Modern white-collar work is shifting away from knowing things to conjuring them. We’re part scribe, part sorcerer. We don’t just write code anymore; we summon it into existence, shaping it to fit whatever spell (or requirements spec) we’re under.
Models like Claude and ChatGPT have become essential to my daily workflow: brainstorming ideas, tightening drafts, even finding open taco spots at 12:30 a.m.
But for all their power, I still spend too much time ferrying information back and forth. Every Substack post I write gets bounced between different models—for grammar, for structure, for code. I scaffold ideas with outlines, upload reference files, and re-explain the same context again and again.
⌘C. ⌘V. Repeat.
The unlock? Surprisingly simple: I gave Claude access to my local files. No uploads. No summaries. Just a shared workspace. And with that, I found a new way to work—one that might be useful even if you’ve never written a line of code.
Why Use Claude?
Anthropic introduced the Model Context Protocol (MCP) in November 2024: a standardized way for language models to call external tools safely and predictably. If you read my previous post (yes, the one with the confused fish order in Croatia), you know MCP is all about giving models structured menus instead of making them guess at every step.
Claude supports this natively, which makes it the easiest way to start experimenting—especially compared to ChatGPT, which still relies on a more closed, plugin-based system. That’s why for this demo, I’m using Claude: it’s not just capable, it’s aligned with the standard that’s actually making tool use practical.
Getting Started
The details of how MCP servers work under the hood are fascinating (and surprisingly simple), but for now we’re going to stay high-level and practical.
Here’s what we’ll do:
Use UV, a Python package manager, to install a filesystem MCP server
Wire Claude up to talk to it
Run simple, powerful file operations via natural language
First lets get UV set up. Run this in a terminal window.
pip install uv
Next, lets update Claude by opening the config file.
open -e ~/Library/"Application Support"/Claude/claude_desktop_config.json
and adding this as the entire file contents:
{
"mcpServers": {
"mcp-python-filesystem": {
"command": "uvx",
"args": [
"--from",
"git+https://github.com/dpkirschner/mcp-python-filesystem@main",
"filesystem-server-start",
"/opt/claude" // <--- change this line
]
}
}
}
This tells Claude to use UV to pull down and run the filesystem MCP server automatically at startup.
🔒 A note on the last line: This defines which directories Claude has access to. I gave it a specific external drive at /opt/claude, just to keep things tidy, but this can be any directory.
What Can Claude Do In 30 seconds?
Big Picture Why This Matters
It’s easy to dream up fun ways to use AI. You could write a screenplay, build a startup, or simulate a drunken pirate debate on nuclear fission. These are novel, entertaining, and undeniably clever.
But they’re also isolated. Little demo moments. One-offs.
What I’ve been searching for, and what MCP starts to deliver, is continuity. A way to do interesting things productively. To build tools that fit into my life and workflows, instead of sitting beside them like a party trick I can never find the right moment to pull out.

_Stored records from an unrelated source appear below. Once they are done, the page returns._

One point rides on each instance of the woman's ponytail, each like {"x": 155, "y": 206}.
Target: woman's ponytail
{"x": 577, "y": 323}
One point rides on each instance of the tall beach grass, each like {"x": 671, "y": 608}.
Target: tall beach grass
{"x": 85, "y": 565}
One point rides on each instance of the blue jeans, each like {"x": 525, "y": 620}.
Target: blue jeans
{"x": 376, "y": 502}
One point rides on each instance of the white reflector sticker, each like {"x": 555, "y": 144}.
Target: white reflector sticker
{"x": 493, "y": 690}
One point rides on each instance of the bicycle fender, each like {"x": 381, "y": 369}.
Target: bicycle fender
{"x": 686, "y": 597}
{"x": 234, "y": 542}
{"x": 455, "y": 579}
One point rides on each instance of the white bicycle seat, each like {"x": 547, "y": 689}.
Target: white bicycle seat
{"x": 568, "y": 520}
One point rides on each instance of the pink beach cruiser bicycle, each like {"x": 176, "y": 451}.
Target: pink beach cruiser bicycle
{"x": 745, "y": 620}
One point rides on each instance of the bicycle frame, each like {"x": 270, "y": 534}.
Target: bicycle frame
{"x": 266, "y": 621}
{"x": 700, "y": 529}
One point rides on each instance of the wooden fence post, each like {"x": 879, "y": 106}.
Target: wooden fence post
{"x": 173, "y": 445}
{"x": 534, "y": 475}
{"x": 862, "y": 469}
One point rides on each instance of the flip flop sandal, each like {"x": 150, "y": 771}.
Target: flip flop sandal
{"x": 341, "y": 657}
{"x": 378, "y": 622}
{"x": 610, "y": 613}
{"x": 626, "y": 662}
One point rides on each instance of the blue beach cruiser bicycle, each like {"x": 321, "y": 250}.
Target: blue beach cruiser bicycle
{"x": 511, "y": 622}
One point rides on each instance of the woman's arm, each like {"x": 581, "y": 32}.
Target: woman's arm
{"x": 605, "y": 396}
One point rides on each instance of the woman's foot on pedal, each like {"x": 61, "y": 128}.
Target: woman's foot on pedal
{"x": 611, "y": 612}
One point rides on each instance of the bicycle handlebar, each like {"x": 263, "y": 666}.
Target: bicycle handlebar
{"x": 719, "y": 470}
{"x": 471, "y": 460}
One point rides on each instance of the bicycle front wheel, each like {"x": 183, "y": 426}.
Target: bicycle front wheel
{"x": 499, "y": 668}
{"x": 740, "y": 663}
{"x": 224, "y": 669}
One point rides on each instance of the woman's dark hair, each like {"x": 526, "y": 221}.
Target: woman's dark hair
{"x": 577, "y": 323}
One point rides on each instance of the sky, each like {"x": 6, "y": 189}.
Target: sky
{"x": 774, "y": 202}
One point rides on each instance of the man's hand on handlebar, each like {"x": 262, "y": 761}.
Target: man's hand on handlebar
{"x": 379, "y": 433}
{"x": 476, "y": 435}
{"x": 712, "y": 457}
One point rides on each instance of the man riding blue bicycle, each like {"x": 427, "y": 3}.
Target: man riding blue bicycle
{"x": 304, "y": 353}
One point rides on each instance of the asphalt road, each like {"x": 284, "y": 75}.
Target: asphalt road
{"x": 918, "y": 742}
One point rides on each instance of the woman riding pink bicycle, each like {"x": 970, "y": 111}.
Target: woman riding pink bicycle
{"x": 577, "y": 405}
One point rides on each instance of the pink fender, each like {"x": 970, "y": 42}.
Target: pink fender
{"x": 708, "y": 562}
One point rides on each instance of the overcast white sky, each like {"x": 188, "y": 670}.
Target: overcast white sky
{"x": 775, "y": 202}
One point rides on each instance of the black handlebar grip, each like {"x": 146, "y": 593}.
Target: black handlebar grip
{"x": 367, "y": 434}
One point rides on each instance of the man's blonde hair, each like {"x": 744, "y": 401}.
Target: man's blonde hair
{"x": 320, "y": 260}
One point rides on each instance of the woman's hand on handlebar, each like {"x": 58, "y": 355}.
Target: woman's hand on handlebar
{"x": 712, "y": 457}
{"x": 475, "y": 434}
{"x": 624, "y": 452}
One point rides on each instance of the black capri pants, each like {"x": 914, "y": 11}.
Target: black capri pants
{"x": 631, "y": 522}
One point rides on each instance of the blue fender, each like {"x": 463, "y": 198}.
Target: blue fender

That’s what’s so powerful about the Model Context Protocol. It gives language models a structured interface to the tools I already rely on. And because it’s modular, I can wire up new capabilities in minutes—often with nothing more than a config change.
I shared a broader list in my last post, but here’s a quick sampler of the types of products you can connect to Claude:
For Developers
AWS / Azure / GCP – Query and manage your cloud infra, storage, and databases via natural language.
Postgres / Redis / ClickHouse – Perform queries and updates on popular databases, fast.
For AI Builders
Needle – Ready-to-use RAG pipeline for structured document QA.
Unstructured – Parse messy PDFs, HTML, and more into clean model-ready input.
For Knowledge Work
Notion / Linear – Search, update, and automate your team’s favorite tools.
Zapier – Instantly plug into 8,000+ apps using natural-language flows.
For Browser & Web Automation
Browserbase – Automate browsing, scraping, and data entry tasks.
Apify – Tap into 3,000+ prebuilt web data extraction tools.
Want to wire any of these up?
You already saw the pattern—just point to a different MCP server in your config and restart Claude.
You could have this running in under 30 seconds. No joke.
What’s Next?
The filesystem MCP server I used in this demo? I built it myself using Windsurf and their new frontier SWE-1 model. Claude, Gemini, and ChatGPT all chimed in, of course. It felt more like orchestrating a team of interns than writing software from scratch.
And the wild part? It worked. A lot more smoothly than I initially expected.
In the next post, I’ll walk you through exactly how I built it—step by step. If you’ve ever wanted to create your own LLM-powered toolchain, this is your invitation.
Until then, I’m curious:
Have you given your chatbot assistant any real tools yet? Or is it still just answering questions?